Мемуары. Избранные главы. Книга 2
Шрифт:
Некий неотесанный мужлан-провансалец по пути из Марселя в Париж услыхал, что король при смерти, и в это утро явился в Версаль со снадобьем, которое, по его словам, вылечивает гангрену. Королю было до того плохо, а врачи совершенно не знали, как ему помочь, и потому без сопротивления в присутствии г-жи де Ментенон и герцога Мэнского согласились испробовать снадобье; Фагон пытался что-то сказать, но этот мужлан, именовавшийся Лебреном, грубо отбрил его, отчего Фагон, привычный обрывать других врачей, встречая в ответ лишь почтение, граничащее с трепетом, даже обомлел. И вот около одиннадцати часов утра королю дали десять капель этого эликсира в вине из Аликанте. Какое-то время он чувствовал себя гораздо лучше, но потом пульс замедлился и стал весьма слабым; около четырех ему вторично дали это снадобье, сказав, что оно должно вернуть его к жизни. На что, принимая бокал с лекарством, он ответил: «К жизни или к смерти, как будет угодно Господу». Г-жа де Ментенон вышла от короля с опущенной вуалью в сопровождении маршала де Вильруа, который шел впереди нее, и, не заходя к себе, спустилась по большой лестнице, после чего подняла вуаль. Не проронив ни слезинки, она поцеловала маршала, сказав: «Прощайте, господин маршал», села в королевскую карету, которой всегда пользовалась, где ее ждала одна г-жа де Келюс, и поехала в Сен-Сир, а следом покатила ее собственная карета, в которой сидели ее служанки. Вечером у себя герцог Мэнский открыто потешался над столкновением Фагона с Лебреном;
В четверг 29 августа после тяжелой ночи и тяжелого предыдущего дня лица, охранявшие вход в спальню, ушли, сочтя, что в них теперь уже нету нужды, и это дало возможность более свободного доступа высшим офицерам, которых до сих пор туда не допускали. Уже накануне мессу не служили и полагали, что больше не придется ее служить.
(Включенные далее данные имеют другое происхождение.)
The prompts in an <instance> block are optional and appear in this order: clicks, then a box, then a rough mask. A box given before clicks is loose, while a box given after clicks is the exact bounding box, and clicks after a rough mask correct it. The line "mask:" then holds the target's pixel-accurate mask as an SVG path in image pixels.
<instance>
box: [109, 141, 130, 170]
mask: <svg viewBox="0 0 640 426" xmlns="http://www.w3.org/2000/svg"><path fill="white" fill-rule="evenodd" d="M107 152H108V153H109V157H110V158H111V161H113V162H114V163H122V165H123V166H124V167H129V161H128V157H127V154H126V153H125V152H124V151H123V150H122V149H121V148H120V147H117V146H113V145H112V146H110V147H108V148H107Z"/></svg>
Герцог де Шаро, капитан гвардии, проскользнувший в спальню, через одного из слуг спросил у короля, не хотел бы он послушать мессу. Король ответил, что хотел бы; тотчас послали за необходимыми для этого людьми и утварью, и все последующие дни уже служили мессу. Этим утром у короля вроде бы прибавилось сил и появился проблеск улучшения. Он даже съел, чуть ли не с аппетитом, два бисквита, смоченных в аликанте. В тот же день около двух часов пополудни я зашел к герцогу Орлеанскому, в покоях которого всю неделю в любое время теснилась такая толпа, что яблоку негде было упасть. Но сейчас я не нашел ни одного человека. Увидя меня, герцог рассмеялся и сказал, что я первый, кто сегодня пришел к нему; в его покоях до самого вечера было пусто. Таков свет.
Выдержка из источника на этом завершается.